Soundtrack to this post:
I should be packing right now, but, well, I keep finding other things that I should do first. Like wash my clothes, or sweep the red dust off the balcony (again), or write a plog post about how I should be packing.
My feelings about leaving are like a roller coaster, or maybe more like an iceberg. Whatever, pick your favourite cliche. I want to be home, I’m ready to be home, and all of my activities and thoughts are centred around being home: job searching, apartment hunting, connecting with friends to make sure they’re still there, looking up what new and exciting restaurants are waiting for me to discover in Toronto. But leaving? Going home? That part isn’t so simple.
Living here, you have to adjust to the temporary nature of everything and everyone in your life, and the sense that what’s yours is only on loan.
My house – the contents of which is the accumulation of books, furniture, sheets, trinkets, art, towels, kitchenware, etc, that belongs to the ether and has been left behind by years of other foreigner tenants, and will be left behind by me for the next tenant – probably more accurately belongs to the geckos, spiders, chipmunks, bees, frogs, and rats that scurry out of sight when I enter the room and have seen dozens of human occupants come and go. It’s been forcibly broken into twice since I’ve lived here, and things have mysteriously disappeared from in and outside the house too many times to count. One day the low-hanging branches on my milk fruit tree are heavy with ripe fruit, and the next the branches are bare when I go to pick them. One day I have three pairs of shoes outside the door, and the next I have only one. One day I have a garbage bin outside the gate, and the next I have none. One day my cooking pot is in the kitchen, the next it’s in the yard. Nail clippers, tampons, scissors, fridge magnets, speakers, reusable cloth bags, frying pans, flip flops, foreign currencies, the green dish scrubbies…where did they all go?
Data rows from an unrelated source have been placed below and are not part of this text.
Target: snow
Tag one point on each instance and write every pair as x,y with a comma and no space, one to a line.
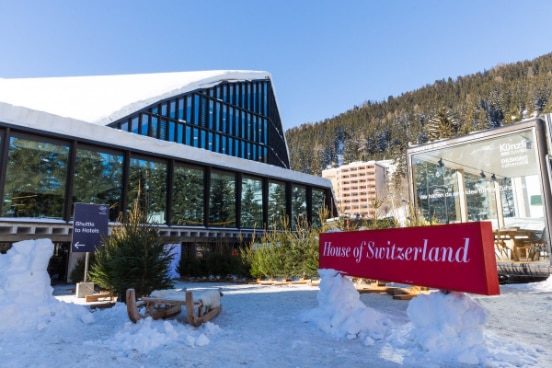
105,98
44,121
294,325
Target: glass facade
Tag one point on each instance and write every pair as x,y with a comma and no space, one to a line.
496,179
98,178
222,199
233,118
43,176
188,193
277,214
251,203
147,184
35,179
497,176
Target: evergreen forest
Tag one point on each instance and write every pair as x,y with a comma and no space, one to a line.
383,130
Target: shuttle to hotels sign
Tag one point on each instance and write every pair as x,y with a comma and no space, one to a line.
458,257
89,225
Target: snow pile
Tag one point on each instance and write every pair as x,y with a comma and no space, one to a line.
342,313
449,326
26,297
545,286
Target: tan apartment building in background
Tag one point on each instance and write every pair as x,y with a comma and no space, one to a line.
360,188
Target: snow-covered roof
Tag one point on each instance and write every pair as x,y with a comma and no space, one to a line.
104,99
29,118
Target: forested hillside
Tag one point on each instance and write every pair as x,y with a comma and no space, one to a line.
382,130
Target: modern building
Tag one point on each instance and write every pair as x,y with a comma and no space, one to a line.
203,152
359,187
502,176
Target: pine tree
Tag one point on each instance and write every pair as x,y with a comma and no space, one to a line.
133,256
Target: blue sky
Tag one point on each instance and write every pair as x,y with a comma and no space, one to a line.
324,56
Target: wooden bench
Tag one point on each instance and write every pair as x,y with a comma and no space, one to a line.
161,308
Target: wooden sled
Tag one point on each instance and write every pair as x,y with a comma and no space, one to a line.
161,308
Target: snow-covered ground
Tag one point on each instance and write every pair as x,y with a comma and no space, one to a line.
271,326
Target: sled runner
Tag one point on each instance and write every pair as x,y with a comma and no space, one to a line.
197,312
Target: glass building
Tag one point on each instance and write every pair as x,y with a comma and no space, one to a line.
502,176
204,153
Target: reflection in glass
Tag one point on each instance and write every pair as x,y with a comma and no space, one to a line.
318,207
98,179
252,203
188,205
494,178
35,179
222,200
277,204
147,183
298,206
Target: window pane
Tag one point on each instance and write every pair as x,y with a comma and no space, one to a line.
148,184
187,206
276,205
318,207
252,203
98,179
35,179
298,206
222,200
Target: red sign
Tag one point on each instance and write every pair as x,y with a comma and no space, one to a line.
458,257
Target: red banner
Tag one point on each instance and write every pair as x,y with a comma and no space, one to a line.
457,257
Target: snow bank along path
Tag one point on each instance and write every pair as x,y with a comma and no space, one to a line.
439,330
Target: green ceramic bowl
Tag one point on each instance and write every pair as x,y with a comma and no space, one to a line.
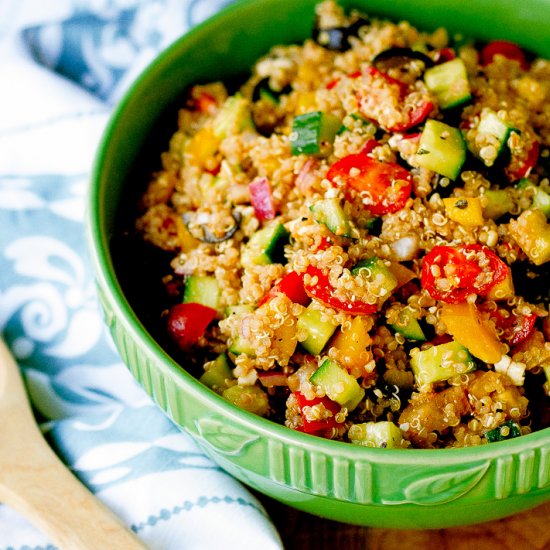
379,487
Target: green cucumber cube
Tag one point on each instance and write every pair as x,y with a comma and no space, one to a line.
441,363
202,289
441,149
408,325
338,384
381,434
250,398
449,83
311,132
217,373
330,213
233,117
507,430
376,272
318,331
266,246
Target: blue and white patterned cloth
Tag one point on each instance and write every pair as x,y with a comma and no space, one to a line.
63,65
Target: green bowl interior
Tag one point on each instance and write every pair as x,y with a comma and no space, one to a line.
225,46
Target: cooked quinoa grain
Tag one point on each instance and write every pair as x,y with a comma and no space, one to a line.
359,236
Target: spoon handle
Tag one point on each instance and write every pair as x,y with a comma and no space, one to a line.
35,482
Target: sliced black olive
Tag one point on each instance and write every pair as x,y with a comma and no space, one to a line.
532,281
400,55
207,236
336,39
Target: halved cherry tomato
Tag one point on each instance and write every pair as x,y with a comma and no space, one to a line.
382,187
506,49
515,327
261,199
369,146
445,54
527,164
188,322
323,291
460,272
317,426
292,284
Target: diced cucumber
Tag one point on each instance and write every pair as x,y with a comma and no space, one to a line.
240,345
266,246
441,149
318,331
449,83
499,202
540,198
441,363
202,289
378,274
507,430
233,117
467,211
250,398
330,213
312,132
338,384
497,131
531,231
376,434
217,374
408,325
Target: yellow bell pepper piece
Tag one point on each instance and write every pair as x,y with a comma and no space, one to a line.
202,147
352,344
465,325
502,290
466,211
532,232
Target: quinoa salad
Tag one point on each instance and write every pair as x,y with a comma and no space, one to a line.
359,235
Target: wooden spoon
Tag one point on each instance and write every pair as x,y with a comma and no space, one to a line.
37,484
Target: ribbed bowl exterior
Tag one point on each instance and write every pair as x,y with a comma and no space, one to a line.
381,487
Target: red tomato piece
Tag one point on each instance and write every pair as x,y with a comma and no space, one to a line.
497,267
323,291
445,54
317,426
527,164
383,187
515,327
188,322
506,49
262,199
460,271
403,87
369,146
292,284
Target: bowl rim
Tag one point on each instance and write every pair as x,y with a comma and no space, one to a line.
103,269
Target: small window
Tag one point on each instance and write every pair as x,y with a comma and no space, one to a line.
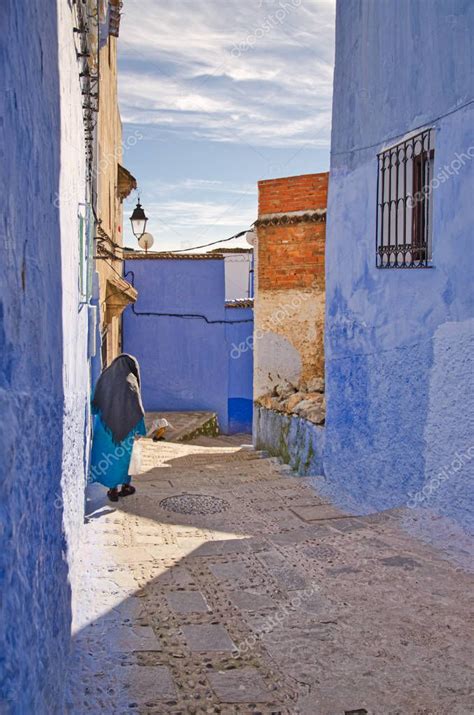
404,203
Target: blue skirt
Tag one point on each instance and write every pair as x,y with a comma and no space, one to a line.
110,461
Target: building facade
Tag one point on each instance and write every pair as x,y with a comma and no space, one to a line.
289,319
399,291
45,324
114,184
186,337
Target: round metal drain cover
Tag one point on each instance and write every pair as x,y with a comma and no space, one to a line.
194,504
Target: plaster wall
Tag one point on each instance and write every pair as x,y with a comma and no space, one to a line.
43,343
289,337
398,345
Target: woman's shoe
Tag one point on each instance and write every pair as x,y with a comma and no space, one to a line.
127,490
113,494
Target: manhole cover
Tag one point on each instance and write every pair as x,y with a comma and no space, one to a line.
194,504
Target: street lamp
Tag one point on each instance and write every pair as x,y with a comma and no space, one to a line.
138,220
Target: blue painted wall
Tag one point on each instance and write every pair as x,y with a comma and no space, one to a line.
185,361
240,365
43,352
400,404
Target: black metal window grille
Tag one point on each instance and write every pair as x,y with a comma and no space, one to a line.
404,203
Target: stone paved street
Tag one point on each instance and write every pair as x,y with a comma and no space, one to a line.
268,601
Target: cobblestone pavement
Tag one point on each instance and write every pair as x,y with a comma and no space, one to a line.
265,601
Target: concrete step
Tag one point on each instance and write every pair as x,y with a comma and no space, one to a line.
186,425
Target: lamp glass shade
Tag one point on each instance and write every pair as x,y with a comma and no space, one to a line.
138,220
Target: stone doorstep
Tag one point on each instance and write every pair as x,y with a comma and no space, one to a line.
185,425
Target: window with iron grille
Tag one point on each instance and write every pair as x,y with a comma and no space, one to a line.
404,203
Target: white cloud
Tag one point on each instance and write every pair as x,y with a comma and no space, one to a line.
234,71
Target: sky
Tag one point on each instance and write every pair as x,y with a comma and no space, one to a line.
216,95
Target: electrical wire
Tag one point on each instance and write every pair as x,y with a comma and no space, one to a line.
205,245
151,313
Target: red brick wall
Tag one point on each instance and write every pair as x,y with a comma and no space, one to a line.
292,256
293,193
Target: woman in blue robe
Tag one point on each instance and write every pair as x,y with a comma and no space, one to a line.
118,420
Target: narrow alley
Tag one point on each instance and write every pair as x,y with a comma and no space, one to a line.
225,585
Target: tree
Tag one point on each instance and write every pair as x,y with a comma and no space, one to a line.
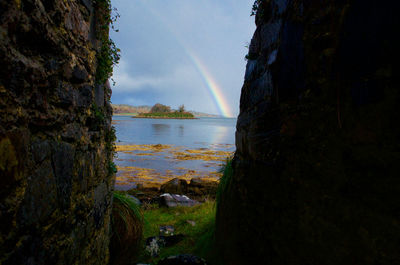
160,108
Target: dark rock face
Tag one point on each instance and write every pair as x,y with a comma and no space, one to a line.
55,182
316,171
182,259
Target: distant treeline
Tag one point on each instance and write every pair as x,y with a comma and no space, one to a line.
157,108
118,109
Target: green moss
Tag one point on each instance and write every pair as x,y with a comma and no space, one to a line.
8,158
109,54
198,240
126,227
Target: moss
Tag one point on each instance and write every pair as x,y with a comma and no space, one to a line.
8,159
225,180
109,53
198,240
127,228
18,3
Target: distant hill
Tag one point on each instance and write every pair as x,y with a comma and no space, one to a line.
202,114
123,108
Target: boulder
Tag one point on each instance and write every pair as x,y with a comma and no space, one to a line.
155,243
200,187
173,200
167,230
182,259
176,185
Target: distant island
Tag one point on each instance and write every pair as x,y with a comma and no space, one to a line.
160,111
139,111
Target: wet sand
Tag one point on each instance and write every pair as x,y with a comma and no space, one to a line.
152,165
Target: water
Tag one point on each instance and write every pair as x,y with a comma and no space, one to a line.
191,148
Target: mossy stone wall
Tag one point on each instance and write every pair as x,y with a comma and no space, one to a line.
56,172
316,171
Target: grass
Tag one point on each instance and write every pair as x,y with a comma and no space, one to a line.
198,240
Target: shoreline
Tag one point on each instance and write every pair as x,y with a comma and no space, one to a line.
166,118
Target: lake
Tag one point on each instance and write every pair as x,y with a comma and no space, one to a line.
152,151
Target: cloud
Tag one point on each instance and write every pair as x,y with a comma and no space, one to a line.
155,38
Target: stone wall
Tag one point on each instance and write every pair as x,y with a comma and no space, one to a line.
56,171
316,171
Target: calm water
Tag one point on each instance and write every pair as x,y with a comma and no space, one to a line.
214,134
196,133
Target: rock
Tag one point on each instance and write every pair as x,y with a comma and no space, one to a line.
79,75
176,185
173,200
182,259
193,223
167,230
155,243
201,187
136,200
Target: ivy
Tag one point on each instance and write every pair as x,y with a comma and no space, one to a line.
255,7
109,54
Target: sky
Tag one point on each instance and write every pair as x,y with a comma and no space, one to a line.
187,52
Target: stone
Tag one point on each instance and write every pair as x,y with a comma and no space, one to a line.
198,186
79,75
41,150
40,199
192,223
166,230
136,200
176,185
173,200
182,259
99,95
55,184
154,244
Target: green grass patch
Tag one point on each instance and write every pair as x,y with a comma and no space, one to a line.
199,239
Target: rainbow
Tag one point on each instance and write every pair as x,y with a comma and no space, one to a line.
212,86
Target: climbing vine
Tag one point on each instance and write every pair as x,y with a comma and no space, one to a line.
109,54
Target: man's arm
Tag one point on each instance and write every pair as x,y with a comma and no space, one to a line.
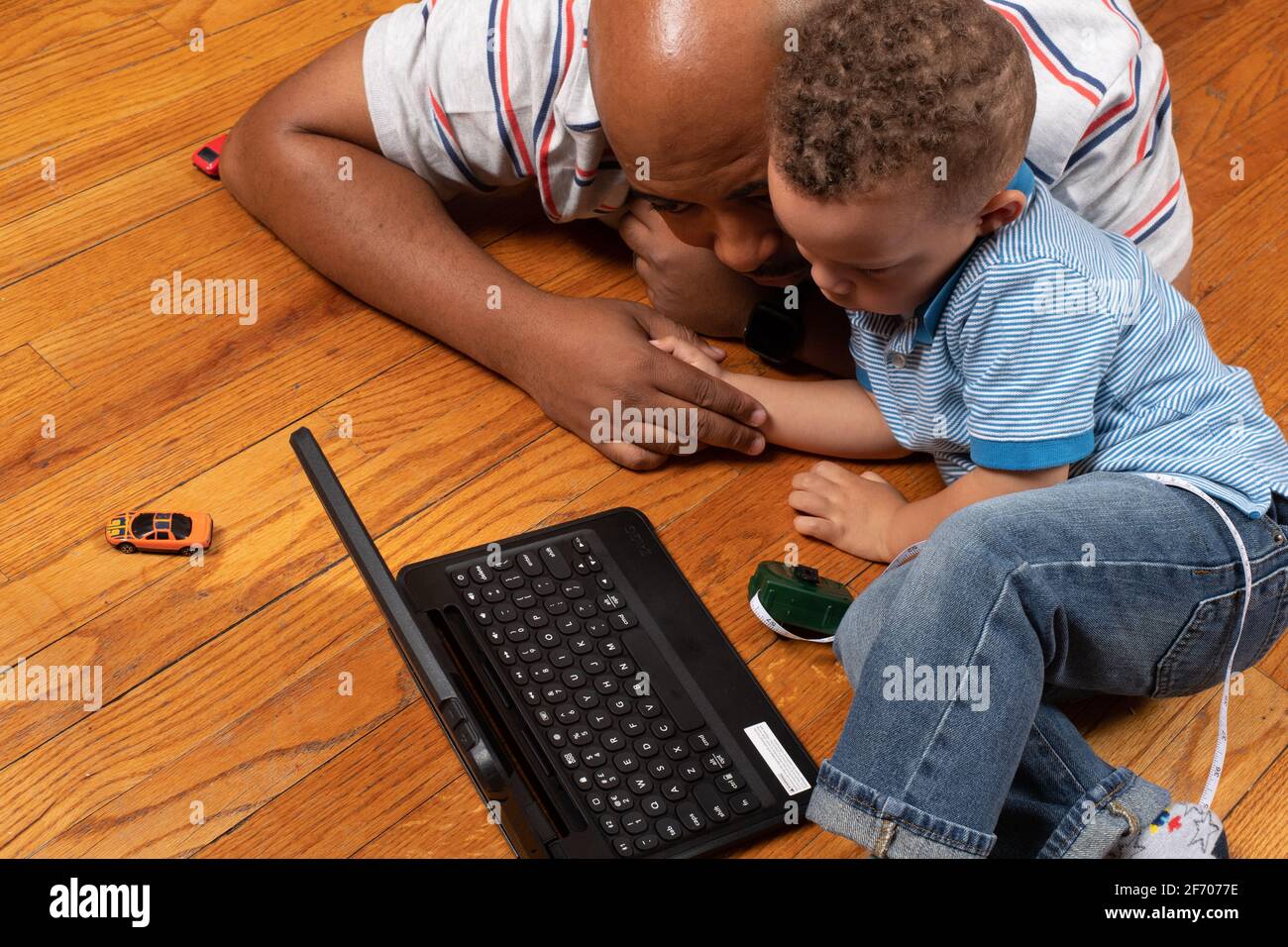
837,418
385,236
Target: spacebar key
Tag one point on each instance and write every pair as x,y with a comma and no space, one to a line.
648,659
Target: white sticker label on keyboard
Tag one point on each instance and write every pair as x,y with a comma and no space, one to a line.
776,757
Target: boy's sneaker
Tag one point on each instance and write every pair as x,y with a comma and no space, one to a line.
1184,830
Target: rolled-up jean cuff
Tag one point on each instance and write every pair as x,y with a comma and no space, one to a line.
885,826
1120,804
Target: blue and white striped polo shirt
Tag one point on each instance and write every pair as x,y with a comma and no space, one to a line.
1056,343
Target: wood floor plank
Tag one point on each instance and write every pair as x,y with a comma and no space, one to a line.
29,379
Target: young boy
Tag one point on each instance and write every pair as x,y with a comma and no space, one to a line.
1048,369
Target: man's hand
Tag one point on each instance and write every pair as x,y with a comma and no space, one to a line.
853,512
588,354
684,282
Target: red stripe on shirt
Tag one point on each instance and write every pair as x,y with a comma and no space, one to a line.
1171,193
1153,118
505,91
1121,107
544,176
1046,62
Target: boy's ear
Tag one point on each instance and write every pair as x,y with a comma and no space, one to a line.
1001,209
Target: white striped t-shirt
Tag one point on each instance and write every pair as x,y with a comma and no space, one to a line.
484,94
1057,343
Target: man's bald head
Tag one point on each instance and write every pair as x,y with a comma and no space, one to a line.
684,84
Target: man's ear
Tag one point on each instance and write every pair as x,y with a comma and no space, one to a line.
1001,209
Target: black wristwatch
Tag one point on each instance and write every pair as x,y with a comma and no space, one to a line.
773,333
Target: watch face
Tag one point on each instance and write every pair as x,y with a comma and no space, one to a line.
773,333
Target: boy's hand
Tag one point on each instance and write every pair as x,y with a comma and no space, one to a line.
691,355
851,512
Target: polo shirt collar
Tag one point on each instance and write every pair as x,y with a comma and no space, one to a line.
927,313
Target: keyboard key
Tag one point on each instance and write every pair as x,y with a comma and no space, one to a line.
711,802
555,562
622,620
610,602
529,564
691,817
675,749
660,770
730,781
703,740
715,761
634,822
669,830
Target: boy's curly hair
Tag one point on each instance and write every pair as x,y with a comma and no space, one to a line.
880,89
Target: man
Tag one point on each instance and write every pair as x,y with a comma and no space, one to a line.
451,95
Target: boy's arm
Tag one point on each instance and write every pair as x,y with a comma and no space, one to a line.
913,522
866,515
836,418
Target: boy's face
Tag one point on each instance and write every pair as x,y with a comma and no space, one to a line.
883,252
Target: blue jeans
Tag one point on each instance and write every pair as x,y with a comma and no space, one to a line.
1108,583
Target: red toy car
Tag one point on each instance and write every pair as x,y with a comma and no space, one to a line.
160,532
206,158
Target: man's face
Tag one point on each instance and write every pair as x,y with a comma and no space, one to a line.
884,253
717,197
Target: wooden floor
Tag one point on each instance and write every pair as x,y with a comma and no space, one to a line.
220,684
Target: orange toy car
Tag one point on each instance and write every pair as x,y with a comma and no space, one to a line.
160,532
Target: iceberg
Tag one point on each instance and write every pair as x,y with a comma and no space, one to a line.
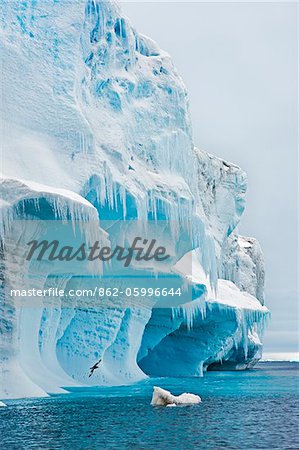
97,134
161,397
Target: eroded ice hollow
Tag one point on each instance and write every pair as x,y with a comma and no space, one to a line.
97,133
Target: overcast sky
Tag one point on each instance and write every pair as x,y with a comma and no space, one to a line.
239,63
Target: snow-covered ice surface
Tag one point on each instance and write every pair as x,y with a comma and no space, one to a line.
161,397
96,126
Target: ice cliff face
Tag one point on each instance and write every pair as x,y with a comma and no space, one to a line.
95,128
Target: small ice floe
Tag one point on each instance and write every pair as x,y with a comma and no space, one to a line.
161,397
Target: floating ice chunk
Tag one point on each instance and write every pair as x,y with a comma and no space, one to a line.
161,397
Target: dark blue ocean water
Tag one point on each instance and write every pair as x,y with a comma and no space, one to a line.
256,409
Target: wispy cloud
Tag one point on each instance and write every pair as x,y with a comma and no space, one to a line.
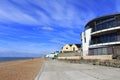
47,28
29,25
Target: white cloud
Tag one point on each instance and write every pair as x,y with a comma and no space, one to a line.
47,28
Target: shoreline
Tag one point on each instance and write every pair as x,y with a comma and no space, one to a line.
20,69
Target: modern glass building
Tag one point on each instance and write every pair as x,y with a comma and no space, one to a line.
102,36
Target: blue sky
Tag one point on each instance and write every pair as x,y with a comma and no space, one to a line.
43,26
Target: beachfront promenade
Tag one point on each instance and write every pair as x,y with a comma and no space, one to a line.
56,70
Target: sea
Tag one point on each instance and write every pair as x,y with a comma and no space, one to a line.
3,59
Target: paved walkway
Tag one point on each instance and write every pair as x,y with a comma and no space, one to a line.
55,70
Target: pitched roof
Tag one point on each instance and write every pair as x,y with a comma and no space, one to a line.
78,45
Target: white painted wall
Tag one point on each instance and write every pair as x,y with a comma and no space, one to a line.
85,43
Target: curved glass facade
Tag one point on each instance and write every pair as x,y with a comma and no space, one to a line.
104,23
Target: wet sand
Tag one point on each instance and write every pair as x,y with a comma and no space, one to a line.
20,70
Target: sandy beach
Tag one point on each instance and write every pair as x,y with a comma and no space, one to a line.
20,70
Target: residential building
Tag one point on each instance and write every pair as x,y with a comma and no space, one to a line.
102,37
71,48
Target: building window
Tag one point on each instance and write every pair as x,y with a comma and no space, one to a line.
84,37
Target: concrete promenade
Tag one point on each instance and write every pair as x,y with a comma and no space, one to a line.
56,70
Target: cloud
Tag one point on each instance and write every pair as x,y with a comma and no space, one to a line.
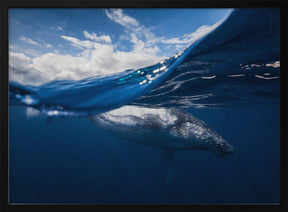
98,54
29,40
78,43
95,37
59,28
119,17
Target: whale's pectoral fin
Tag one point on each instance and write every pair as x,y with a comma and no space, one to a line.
168,160
49,119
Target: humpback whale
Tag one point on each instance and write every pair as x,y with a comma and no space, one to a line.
170,129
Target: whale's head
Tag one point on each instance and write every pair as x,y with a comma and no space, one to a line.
196,134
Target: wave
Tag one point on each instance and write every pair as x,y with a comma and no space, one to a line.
237,61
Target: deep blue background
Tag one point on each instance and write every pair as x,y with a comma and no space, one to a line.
71,161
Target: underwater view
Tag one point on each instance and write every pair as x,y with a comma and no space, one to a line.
144,106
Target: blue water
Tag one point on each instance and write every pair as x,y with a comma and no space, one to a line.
229,79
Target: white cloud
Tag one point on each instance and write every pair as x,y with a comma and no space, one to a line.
95,37
119,17
29,40
59,28
98,55
78,43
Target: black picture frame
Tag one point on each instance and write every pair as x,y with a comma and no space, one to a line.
5,5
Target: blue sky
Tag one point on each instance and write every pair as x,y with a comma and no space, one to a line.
49,44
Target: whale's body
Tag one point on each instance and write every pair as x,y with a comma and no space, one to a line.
169,129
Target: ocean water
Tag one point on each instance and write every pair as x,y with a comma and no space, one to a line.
230,79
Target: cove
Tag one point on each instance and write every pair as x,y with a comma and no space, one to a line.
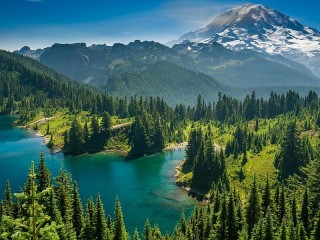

People and animals are similarly gone from your life all too soon. Pets tend to choose you, rather than the other way around, showing up asleep on your balcony one day, expecting tummy rubs and food scraps and a soft spot to sleep. A few months later, they die or disappear just as quickly as they came, never to be seen again. Work colleagues, the lady from the corner shop, the little boy who used to collect plastic bottles for recycling, neighbours…simply aren’t there one day. Inevitably you learn they’ve died in a road accident or of an unidentified disease. The white flags hung outside the dead’s house and the mournful cry of a funeral song that I can hear somewhere off in the distance as I write this are public and almost daily expressions of loss, each house in town taking its turn, each passer-by and person within earshot turning their head as they take notice. In Cambodia, new friends and lovers appear seemingly out of thin air, connections made fast and furious, and then they move back home, or I do.
Even the little things come and go more frequently here than they do at home. Hair grows faster and falls out more frequently. Electricity is there one minute, gone the next. Nails grow faster. Batteries drain more quickly. The air comes out of your tires more quickly. Why is everything in such a hurry?
The moral of the story is probably to acknowledge that all things are temporary, to appreciate and love them fully while they last, to take time to mourn their loss, and to let them go. This is maybe what spiritual people call “non-attachment”, and something I always thought I was pretty good at. As the end nears, though, I find myself pushing away the appreciating-it-while-it-lasts part, putting up blinding screens between me and the loss part, and pretending I’m already at the let-it-go part. Hm. I know there are some feelings in there somewhere because my eyes have threatened but stopped just short of welling up three times while writing this. I’ll pack tomorrow.